Insérée à l’article L 133-4-11 du CSS, soit dans la partie de ce Code commune aux différents régimes de base de sécurité sociale, cette précision concernerait aussi bien les cotisations dues par les employeurs que les cotisations personnelles des travailleurs non salariés.

A noter : Adopté avec l’avis favorable du Gouvernement, l’article 15 sexies viendrait contrecarrer la jurisprudence de la Cour de cassation priorisant les frais de justice en cas de paiement partiel des cotisations et contributions sociales.

On notera également que l’article L 133-4-11 du CSS, tel que modifié par l’article 15 sexies du projet de loi, comporte, à ce stade, des incohérences rédactionnelles qui seront probablement rectifiées lors de la deuxième lecture du texte par l’Assemblée nationale (notamment, pour ce qui concerne la CSG, un renvoi à l’article L 136-3 du CSS qui aurait dû, nous semble-t-il, être remplacé par un renvoi à l’article L 136-1 du même Code).

Travail dissimulé 

L’article L 133-4-2 du CSS prévoit une suppression des mesures de réductions ou d’exonération de cotisations en cas de constatation d’infractions de travail dissimulé, de marchandage, de prêt illicite de main-d’œuvre ou d’emploi d’étrangers non autorisés à travailler.

Cette annulation peut toutefois être partielle, notamment lorsque la dissimulation d’activité ou de salariés représente une proportion limitée de l’activité ou des salariés régulièrement déclarés, sauf dans deux cas : si elle concerne des mineurs ou des personnes vulnérables.
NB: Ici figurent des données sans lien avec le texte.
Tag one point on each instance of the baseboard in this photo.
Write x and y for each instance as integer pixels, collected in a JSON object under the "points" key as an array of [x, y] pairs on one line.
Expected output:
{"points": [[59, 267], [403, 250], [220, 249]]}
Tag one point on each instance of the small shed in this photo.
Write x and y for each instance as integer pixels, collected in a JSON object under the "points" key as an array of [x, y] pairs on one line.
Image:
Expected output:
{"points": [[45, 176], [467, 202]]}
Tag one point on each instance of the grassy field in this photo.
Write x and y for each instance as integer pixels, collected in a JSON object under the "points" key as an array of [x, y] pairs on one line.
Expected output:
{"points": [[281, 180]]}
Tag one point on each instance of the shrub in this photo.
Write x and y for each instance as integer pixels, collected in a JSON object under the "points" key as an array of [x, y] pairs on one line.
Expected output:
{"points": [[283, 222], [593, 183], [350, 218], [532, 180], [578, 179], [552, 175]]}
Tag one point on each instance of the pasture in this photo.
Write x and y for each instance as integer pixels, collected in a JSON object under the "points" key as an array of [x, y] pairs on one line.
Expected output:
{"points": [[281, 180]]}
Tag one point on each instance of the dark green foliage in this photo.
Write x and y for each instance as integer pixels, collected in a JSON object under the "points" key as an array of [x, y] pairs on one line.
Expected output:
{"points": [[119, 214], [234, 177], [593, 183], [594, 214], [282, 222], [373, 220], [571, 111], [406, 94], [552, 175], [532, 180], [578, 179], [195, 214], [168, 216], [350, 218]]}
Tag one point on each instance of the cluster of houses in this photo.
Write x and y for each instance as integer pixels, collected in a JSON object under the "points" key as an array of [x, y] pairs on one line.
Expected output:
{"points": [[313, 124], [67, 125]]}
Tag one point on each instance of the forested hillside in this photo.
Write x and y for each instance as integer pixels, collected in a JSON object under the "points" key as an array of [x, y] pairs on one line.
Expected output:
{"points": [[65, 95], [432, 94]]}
Les sénateurs ont adopté, sur avis favorable du Gouvernement, un amendement visant à interdire également la modulation de la sanction lorsque les faits de travail dissimulé sont commis en bande organisée.

Cet amendement prévoit par ailleurs de modifier les modalités d’appréciation du caractère limité de la dissimulation. Alors que, actuellement, en application de l’article R 133-8 du CSS, la dissimulation est considérée comme limitée si les sommes assujetties à la suite du constat d’une des infractions précitées n’excèdent pas 10 % des rémunérations déclarées au titre de la période d’emploi faisant l’objet du redressement pour les employeurs de moins de 20 salariés et 5 % pour les autres, elle serait appréciée au regard de la seule activité. Ainsi, le plafond de l’activité dissimulée permettant la modulation serait le même, quel que soit le nombre de salariés concernés.

Travailleurs indépendants

L’article 6 ter, III, adopté par l’Assemblée nationale en première lecture sur proposition du Gouvernement, prévoit une réduction exceptionnelle de cotisations de sécurité sociale pour les travailleurs indépendants et les non-salariés agricoles affectés par la seconde vague de Covid-19 sous réserve de certaines conditions.

Le Sénat a adopté un amendement présenté par le Gouvernement, afin d’inclure dans le champ d’application de cette réduction, initialement limité aux cotisations dues au titre de l’année 2021, celles dues au titre de l’année 2020.

En outre, les conditions que devraient remplir les intéressés pour bénéficier de cette réduction ont également été modifiées. Ces conditions sont, en effet, celles posées pour l’exonération de cotisations patronales Covid-19 par l’article 6 ter, I qui ont fait l’objet des modifications exposées ci-dessus.